Monday, November 22, 2010

Data Center Cash Outlays vs. Data Center Costs

By David Gross

An odd statement that I hear a lot is that "power is the biggest cost in a data center".   This idea has been repeated so frequently, it's become an assumption for some industry followers, especially in the press.   Now while power is a major cost, it's often not the largest, especially because data center tenants really need to distinguish costs from cash outlays to get the best returns on their investments in power and space.  

Part of the problem with some approaches to evaluating data center costs is that there's a bad tendency to force a number next to each category of expenses.   Assign one number to servers, another to storage, one to power, and so forth.  This distorts the true economic picture of a data center operation, because recurring personnel costs are extremely low, which means every data center owner or lessor has the choice of buying or renting just about every aspect of their data center operation.   But if you try to boil everything down to an amortized cost, the true economics of the operation get lost in that forced calculation.

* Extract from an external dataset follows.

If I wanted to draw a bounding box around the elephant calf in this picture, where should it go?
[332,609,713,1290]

Actual Operating Costs vs. Accounting Operating Costs
Power can be self-generated with wind, solar, or backup generators, but for the most part it gets paid for on a monthly basis - either by the amp or by the kWh.    If you look at a typical co-lo contract, it comes out to about 25-30% of total charges.  In terms of public companies, CoreSite reports that about 25% of its revenue comes from power.   

In addition to power, people, and rent (in the case of a colo/REIT customer), the other major operating cost is telecom circuits, which can become significant for a heavily cross-connected customer, a customer buying extended cross-connects, or one needing 100 Megabits or more out of the facility.   Equinix gets 20% of its revenue in North America from telecom services, and that doesn't include what its customers pay third party transit providers.   While telecom costs can be much lower than power expenses, they are also far more variable based on customer requirements.

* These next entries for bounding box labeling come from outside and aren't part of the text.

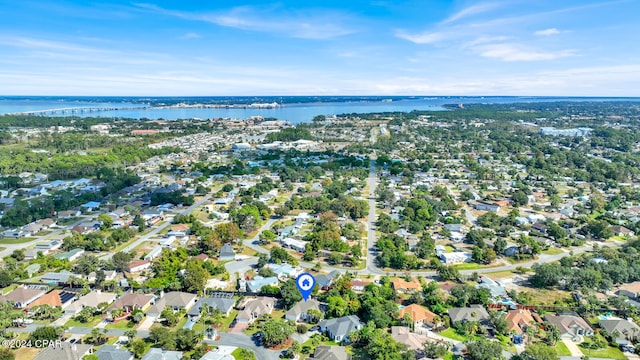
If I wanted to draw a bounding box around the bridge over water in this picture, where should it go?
[11,107,149,116]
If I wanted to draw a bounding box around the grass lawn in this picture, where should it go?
[0,238,36,244]
[453,263,497,270]
[580,347,627,360]
[542,247,564,255]
[13,347,42,360]
[219,310,238,332]
[440,328,467,341]
[64,316,102,329]
[524,289,571,305]
[231,348,256,360]
[2,284,18,295]
[107,319,136,330]
[556,341,571,356]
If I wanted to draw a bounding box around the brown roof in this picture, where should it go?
[195,254,209,261]
[107,293,152,310]
[171,224,189,231]
[619,281,640,294]
[391,278,422,291]
[391,326,429,351]
[131,130,158,135]
[504,309,536,334]
[27,290,75,308]
[398,304,438,324]
[129,260,149,270]
[0,286,44,303]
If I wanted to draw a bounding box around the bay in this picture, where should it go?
[0,96,639,124]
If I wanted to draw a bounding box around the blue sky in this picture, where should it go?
[0,0,640,96]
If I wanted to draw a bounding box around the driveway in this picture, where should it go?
[229,322,249,333]
[210,333,280,360]
[138,316,156,331]
[562,339,582,356]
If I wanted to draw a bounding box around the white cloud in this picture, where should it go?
[474,43,575,61]
[135,4,356,40]
[534,28,560,36]
[442,3,500,24]
[395,30,447,44]
[180,32,201,40]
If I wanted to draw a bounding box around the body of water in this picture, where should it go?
[0,97,640,124]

But once you get past power, rent, and telecom services, there are all the servers, storage arrays, and network equipment boxes to buy.   In one scenario, I estimated the loaded capital cost per server for all of this equipment, plus software licenses, to be about $8,000, or around $25,000 per square foot.    Now the temptation here is to amortize this over 36 or 60 months and call it something-hundred per foot per month.   The problem with doing this is that you can lease the equipment, finance it through low cost debt or high cost equity, and you can cluster purchases in a handful of months - making a straight-line depreciation figure a financial accounting abstraction that has nothing to do with your economic reality.   The point is that these are fixed costs with a lot of  financing and purchase options, and throwing one number out there to cover them buries the economics of owning (or leasing) these assets.

What I recommend is not to force a number in per month, but to aggregate the cash outlays, and then NPV them at the corporate cost of capital, as well as other interest rates to determine the sensitivity to your discount rate.    This is the only way to get a true picture of the economic costs.    Additionally, leasehold improvements can be incorporated into this analysis as well.  Then the objective should be to minimize the NPV, not the amortized monthly cost, because no matter what you're paying for power, cross-connects, or bandwidth, your data center is an asset-heavy, not a people-heavy, operation.